The urgent care places around here are pretty much a joke, the paramedics and doctor's mostly have advised us to wait if at all possible or go straight to ER rather than the non-pediatric urgent care. I am loathe to visit an ER, especially with small kids, because the ER is a great place to catch something really nasty while being diagnosed with something relatively minor.
I have consistently gotten medical advice to get a higher level of care than was actually waranted. DD was 9 months old and running a fever that wouldn't go down but also wasn't extreme-101-103 for 2 days. The nurse line at my pediatrician's office said to take her to urgent care. As we pulled into urgent care her fever broke and she broke out in a horrible rash all over: roseola and there was no medical treatment needed, but we didn't know that!
Then a year later, she was vomitting and couldn't keep anything down, not even water. Her doctor's office said if that continued more than 24 hours we needed to go to the ER. So that Sunday we were in the ER, where they diagnosed her with a virus and checked to see if she was dehydrated and sent her home.
When my son was 5 months old, my husband tripped over my daughter and dropped the baby on the sidewalk. I took him to the local urgent care more just to confirm he was OK because I have no medical training, but he seemed fine. They freaked out and told me to instantly take him to the pediatric ER for an MRI, told me if I really loved him I would go downtown instead of the local hospital. When I took him to the pediatric ER downtown, the doctor said he was fine and that if the impact zone is smooth and the patient is conscious, there is no call for an MRI from a head trauma.
Then when he was 15 months old I took him in to the regular doctor for what I assumed was a sinus infection and his blood sat measured low and didn't respond to breathing treatment and he ended up being taken by ambulance to the pediatric ER...where the doctor assured me the measurement they took at the dr's office could not have been accurate, based on my son's cheerful demeanor. Which had been my suspicion all along, but how do you argue with health care professionals saying your child's life is in danger if you don't put him in an ambulance?

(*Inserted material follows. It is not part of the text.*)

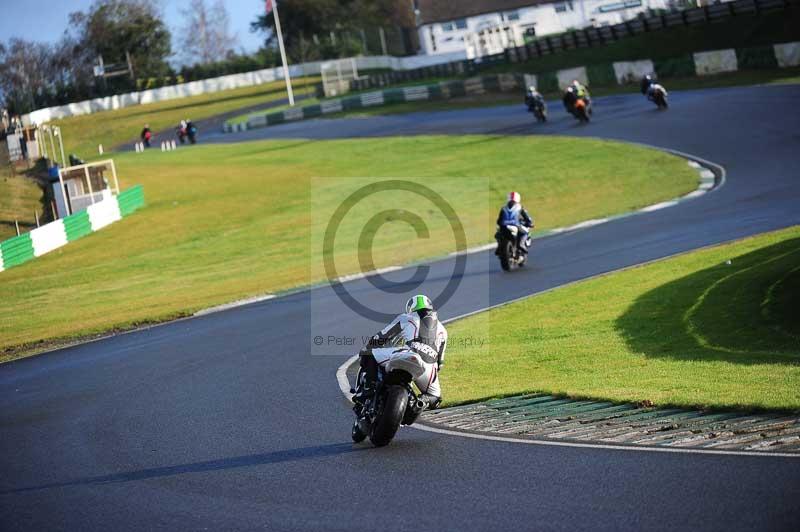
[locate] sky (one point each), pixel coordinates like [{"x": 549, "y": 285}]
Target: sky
[{"x": 46, "y": 20}]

And then the day before my son turned 2, he was really sick. He was extremely lethargic and slept 20 hours in 24. He wouldn't respond to us, just laid there. The nurse line suggested we go to urgent care in case it was meningitis, we went to pediatric urgent care because regular urgent care place is a joke. Urgent care said no way is this meningitis, did some tests and gave him fluids and decided he was really sick so he needed to once again ride an ambulance to the pediatric ER. They gave him more fluids and and observed him and did an X-ray and gave him an enema and gave him Gatorade and sent us home at 5 in the morning with a diagnosis of "probably a virus, he's fine." Oh, and the ER doctor and nurse insisted a scratch on his lip was impetigo, which my regular doctor confirmed the next morning it was not.
I don't think any of those 5 instances was a true medical emergency and wish we had stayed home for all of them. But once a medical professional has advised me to escalate to urgent care or ER, I keep thinking that I would never forgive myself if I ignored that advice and I was wrong! So maybe I am ER-happy, but not by my preference!